For my most recent work, see: Multimodal models & diffusion at CanOfSoup;
Also, see Slite’s Ask for another recent project shipped to production;
For more on my history with NLP & machine learning, read on

Prior Years: a Long Trajectory in NLP

Earlier projects: browser-based NLP for Overlay AI; various survey projects

My work over the past many years increasingly pivoted towards machine learning, both at the lower of embedding-space and heuristic tasks (text segmentation, tagging, classifying, clustering) and more in-depth transformer-based NLP processing.

My earlier efforts in the space of machine learning or NLP—as an analyst for a large university—were centered on building, fine-tuning, clustering, and then serving robust vectors for topical analysis purposes, using simpler foundational NLP techniques (one of my NLP projects before transformers); see this summary. Following up on that work, I was occasionally tasked with taking large survey or other text data (e.g., a database of syllabi) and performing analysis for certain topics and themes of interest to the university administration.

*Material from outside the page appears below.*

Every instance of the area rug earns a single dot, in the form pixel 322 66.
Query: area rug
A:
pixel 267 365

Working in a consulting role for the startup Overlay AI meant diving deep into the latest state-of-the-art for NLP in a number of domains, and working to efficiently build an entire pipeline in a resource-constrained context—going from tokenization, though tagging, stemming, lemmatization, dependency parsing, and then applying top-level rules or vector-space comparisons, all within a chain of WASM-compiled tools running in a background WebWorker.

I have also expended a fair amount of effort in the domain of working with semantic graphs, particularly Wordnet. Given a desire to find topical connections across words and potentially disambiguate meanings, I have written code (in Rust) to traverse Wordnet’s relations in order to pick the most neighboring senses. I later moved those efforts into simply reducing the graph (using graph to vector learning) into a vector domain, gaining useful spatial representations of all Wordnet senses, which I later was able to put to use in obtaining smart synonyms or word replacements.

In subsequent years, I adopted the increasingly dominant approach of extending transformer-based, pre-trained models (often BERT-based model, since they obtains excellent low-level vectors) and further tuning these to domain-specific tasks. Given the size of these models and my focus on web-embeddable learning, I was particularly invested in the research of model distillation through teacher-student or other methods for minification.

At Slite, I used my expertise to direct the architecture of a complete, AI-powered product feature called Ask, which uses a mixture of models and techniques in order to power a Q&A feature from a workspace of documents.